Hi Yasuaki,
On Wed, Jul 23, 2014 at 05:56:07PM +0900, Yasuaki Ishimatsu wrote:
>(2014/07/22 17:04), Wanpeng Li wrote:
>> [  220.262093] BUG: unable to handle kernel NULL pointer dereference at 
>> 0000000000000004
>> [  220.262104] IP: [<ffffffff810e7ac9>] find_busiest_group+0x2b9/0xa30
>> [  220.262111] PGD 5a9d5067 PUD 13067 PMD 0
>> [  220.262117] Oops: 0000 [#3] SMP
>> [...]
>> [  220.262245] Call Trace:
>> [  220.262252]  [<ffffffff810e8396>] load_balance+0x156/0x980
>> [  220.262259]  [<ffffffff816eeffe>] ? _raw_spin_unlock_irqrestore+0x2e/0xa0
>> [  220.262266]  [<ffffffff810e9aa3>] idle_balance+0xe3/0x150
>> [  220.262270]  [<ffffffff816ec4e7>] __schedule+0x797/0x8d0
>> [  220.262277]  [<ffffffff816ec934>] schedule+0x24/0x70
>> [  220.262283]  [<ffffffff816e9cd9>] schedule_timeout+0x119/0x1f0
>> [  220.262294]  [<ffffffff810bb6e0>] ? lock_timer_base+0x70/0x70
>> [  220.262301]  [<ffffffff816e9dc9>] 
>> schedule_timeout_uninterruptible+0x19/0x20
>> [  220.262308]  [<ffffffff810bd3e8>] msleep+0x18/0x20
>> [  220.262317]  [<ffffffff813aa11a>] lock_device_hotplug_sysfs+0x2a/0x50
>> [  220.262323]  [<ffffffff813aa16e>] online_store+0x2e/0x80
>> [  220.262358]  [<ffffffff813a873b>] dev_attr_store+0x1b/0x20
>> [  220.262366]  [<ffffffff812292fd>] sysfs_write_file+0xdd/0x160
>> [  220.262377]  [<ffffffff811b7e78>] vfs_write+0xc8/0x170
>> [  220.262384]  [<ffffffff811b83ca>] SyS_write+0x5a/0xa0
>> [  220.262388]  [<ffffffff816f76b9>] system_call_fastpath+0x16/0x1b
>> 
>> Last level cache shared map is built during cpu up and build sched domain
>> routine takes advantage of it to setup sched domain cpu topology, however,
>> llc shared map is unreleased during cpu disable which lead to invalid sched
>> domain cpu topology. This patch fix it by release llc shared map correctly
>> during cpu disable.
>> 
>
>I posted a latest patch as follows:
>https://lkml.org/lkml/2014/7/22/1018
>
>Could you confirm the patch fixes your issue?
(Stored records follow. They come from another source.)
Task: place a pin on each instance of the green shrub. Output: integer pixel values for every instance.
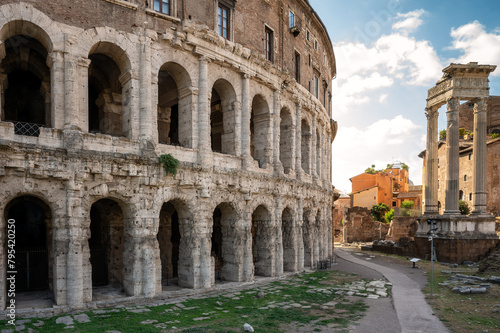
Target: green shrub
(389, 216)
(170, 163)
(378, 211)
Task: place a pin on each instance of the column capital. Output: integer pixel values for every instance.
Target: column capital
(479, 105)
(453, 104)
Sorry for the late, there is still call trace w/ your patch applied. The
call trace is in attachment.

Regards,
Wanpeng Li 

>
>Thanks,
>Yasuaki Ishimatsu
>
>> Signed-off-by: Wanpeng Li <wanpeng...@linux.intel.com>
>> ---
>> v1 -> v2:
>>   * fix subject line
>> 
>>   arch/x86/kernel/smpboot.c | 3 +++
>>   1 file changed, 3 insertions(+)
>> 
>> diff --git a/arch/x86/kernel/smpboot.c b/arch/x86/kernel/smpboot.c
>> index 5492798..0134ec7 100644
>> --- a/arch/x86/kernel/smpboot.c
>> +++ b/arch/x86/kernel/smpboot.c
>> @@ -1292,6 +1292,9 @@ static void remove_siblinginfo(int cpu)
>>   
>>      for_each_cpu(sibling, cpu_sibling_mask(cpu))
>>              cpumask_clear_cpu(cpu, cpu_sibling_mask(sibling));
>> +    for_each_cpu(sibling, cpu_llc_shared_mask(cpu))
>> +            cpumask_clear_cpu(cpu, cpu_llc_shared_mask(sibling));
>> +    cpumask_clear(cpu_llc_shared_mask(cpu));
>>      cpumask_clear(cpu_sibling_mask(cpu));
>>      cpumask_clear(cpu_core_mask(cpu));
>>      c->phys_proc_id = 0;
>> 
>
when run "xl vcpu-set 0 2", the dom0 only report "broke affinity ..."
when run "xl vcpu-set 0 26", the call trace happens.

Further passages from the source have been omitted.